Jazz & Women, vive del contributo di tre signore del jazz. Toshjko Akiyoshi, pianista, compositore, arrangiatore e band-leader, si presenta in quartetto con partner suo marito, il sassofonista Lew Tabackin. Toshjko, nata in Manciuria sessantaquattro anni fa, risiede negli Stati Uniti dal 1956. Tenace seguace del pianismo di Bud Powell, si è via via liberata dell’ingombrante influenza, mantenendo però intatta la potenza e la grinta improvvisativa, a cui ha unito un certo romanticismo e non pochi elementi del suo patrimonio musicale. Tutte cose che la pianista riveste di intelligenti e suggestivi contrasti timbrici e di una esuberanza espressiva che mostra allo stesso tempo passionalità e forte temperamento interpretativo. Astrud Gilberto è entrata nella storia della musica come The Girl From Ipanema, un’etichetta legata al suo massimo successo. Una voce esile, quasi fanciullesca, con poche sfumature e pochi contrasti, che con la sua assoluta mancanza di swing sembra essere la negazione del jazz. Ma Astrud ha una dote che la fa amare, la musicalità e quella semplicità nel far vivere le bellissime melodie brasiliane o celebri standards del grande book compositivo americano che hanno il potere del fascino. Tra le signore del jazz di oggi Geri Allen, trentatreenne nero-americana del Michigan, è la personalità di maggior spicco. Il suo pianismo è un concentrato di logica che mescola abilmente la tradizione del jazz e le visioni contemporanee avanzate. Possiede un tocco di grandissima qualità e il fraseggio molto fluido, grintoso, ma sempre estremamente coordinato che non si disunisce neanche nelle fasi più scopertamente esacerbate dei suoi intelligenti e audaci percorsi solistici. E poi, come partners, ha due straordinari musicisti come Charlie Haden e Paul Motian, capaci di creare trame ritmiche davvero superbe, piene di intuizioni, di stimoli, di creatività. Un trio che alle alte qualità dei singoli elementi unisce una intesa cementata da alcuni anni di lavoro comune che ha consentito al trio di raggiungere una “unità sonora” di grandissimo equilibrio e di notevolissima sensibilità espressiva.

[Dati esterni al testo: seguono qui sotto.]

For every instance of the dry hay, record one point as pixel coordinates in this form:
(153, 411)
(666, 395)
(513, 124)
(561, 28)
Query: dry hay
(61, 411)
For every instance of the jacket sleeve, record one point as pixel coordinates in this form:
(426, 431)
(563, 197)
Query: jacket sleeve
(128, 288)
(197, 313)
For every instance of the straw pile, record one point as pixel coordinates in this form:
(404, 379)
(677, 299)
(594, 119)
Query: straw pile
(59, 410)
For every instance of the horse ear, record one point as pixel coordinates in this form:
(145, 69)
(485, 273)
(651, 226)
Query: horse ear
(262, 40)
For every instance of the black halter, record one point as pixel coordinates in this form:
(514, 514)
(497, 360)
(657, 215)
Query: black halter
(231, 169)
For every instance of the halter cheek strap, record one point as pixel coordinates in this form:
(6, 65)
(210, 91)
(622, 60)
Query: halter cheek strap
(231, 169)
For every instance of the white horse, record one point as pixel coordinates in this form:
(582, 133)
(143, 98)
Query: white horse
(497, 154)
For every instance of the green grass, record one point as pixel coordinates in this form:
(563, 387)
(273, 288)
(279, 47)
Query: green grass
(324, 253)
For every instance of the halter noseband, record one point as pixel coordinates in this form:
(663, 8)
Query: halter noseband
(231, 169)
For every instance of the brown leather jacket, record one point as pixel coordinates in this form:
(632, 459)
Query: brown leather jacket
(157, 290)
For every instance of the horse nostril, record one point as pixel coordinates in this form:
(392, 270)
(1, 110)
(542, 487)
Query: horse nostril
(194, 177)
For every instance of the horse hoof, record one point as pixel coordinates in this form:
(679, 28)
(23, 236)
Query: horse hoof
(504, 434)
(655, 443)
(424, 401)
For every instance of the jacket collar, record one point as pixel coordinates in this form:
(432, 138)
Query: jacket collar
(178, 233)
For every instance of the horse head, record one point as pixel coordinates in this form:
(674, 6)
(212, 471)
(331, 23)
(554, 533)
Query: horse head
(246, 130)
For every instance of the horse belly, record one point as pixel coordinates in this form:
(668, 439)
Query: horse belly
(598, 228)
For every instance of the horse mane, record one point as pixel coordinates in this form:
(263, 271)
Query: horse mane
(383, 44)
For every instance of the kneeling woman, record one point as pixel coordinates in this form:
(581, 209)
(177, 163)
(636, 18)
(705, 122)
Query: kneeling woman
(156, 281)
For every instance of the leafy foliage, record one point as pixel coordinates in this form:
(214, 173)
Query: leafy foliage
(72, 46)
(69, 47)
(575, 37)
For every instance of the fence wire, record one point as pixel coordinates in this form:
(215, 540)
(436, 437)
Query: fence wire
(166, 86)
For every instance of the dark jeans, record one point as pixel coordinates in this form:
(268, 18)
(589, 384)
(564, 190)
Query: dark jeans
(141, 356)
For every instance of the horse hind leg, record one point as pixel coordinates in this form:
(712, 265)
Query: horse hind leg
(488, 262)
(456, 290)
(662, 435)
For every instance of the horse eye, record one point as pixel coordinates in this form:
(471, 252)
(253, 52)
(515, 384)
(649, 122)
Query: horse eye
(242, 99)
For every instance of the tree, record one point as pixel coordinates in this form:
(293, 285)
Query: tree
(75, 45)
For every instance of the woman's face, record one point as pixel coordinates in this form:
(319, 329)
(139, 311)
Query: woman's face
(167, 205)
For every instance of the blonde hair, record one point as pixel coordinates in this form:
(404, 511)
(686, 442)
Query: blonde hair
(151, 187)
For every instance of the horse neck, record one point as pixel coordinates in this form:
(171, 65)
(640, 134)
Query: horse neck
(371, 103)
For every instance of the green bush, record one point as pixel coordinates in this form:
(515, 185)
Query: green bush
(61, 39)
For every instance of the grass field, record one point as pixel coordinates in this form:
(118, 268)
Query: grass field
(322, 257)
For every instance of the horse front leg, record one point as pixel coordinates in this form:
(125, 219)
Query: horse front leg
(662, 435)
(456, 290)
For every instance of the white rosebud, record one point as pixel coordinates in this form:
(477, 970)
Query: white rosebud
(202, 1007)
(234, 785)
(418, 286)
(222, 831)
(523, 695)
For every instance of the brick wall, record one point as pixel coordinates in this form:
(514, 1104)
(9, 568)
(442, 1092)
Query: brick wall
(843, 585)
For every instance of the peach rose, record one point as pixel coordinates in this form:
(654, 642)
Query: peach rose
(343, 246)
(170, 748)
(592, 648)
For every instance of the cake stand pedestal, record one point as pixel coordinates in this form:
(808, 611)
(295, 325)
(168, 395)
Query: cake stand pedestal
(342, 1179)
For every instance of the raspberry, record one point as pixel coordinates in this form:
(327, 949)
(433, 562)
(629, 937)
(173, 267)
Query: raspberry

Tre signore del jazz che, oltre a rappresentare tre aspetti e tre generazioni diverse del coinvolgimento e del contributo della donna nel jazz, rappresentano anche tre culture dissimili, quella orientale, quella sudamericana e quella nero-americana. Cosa che ribadisce ancora una volta il linguaggio universale del jazz, capace di “toccare” popoli e culture diverse.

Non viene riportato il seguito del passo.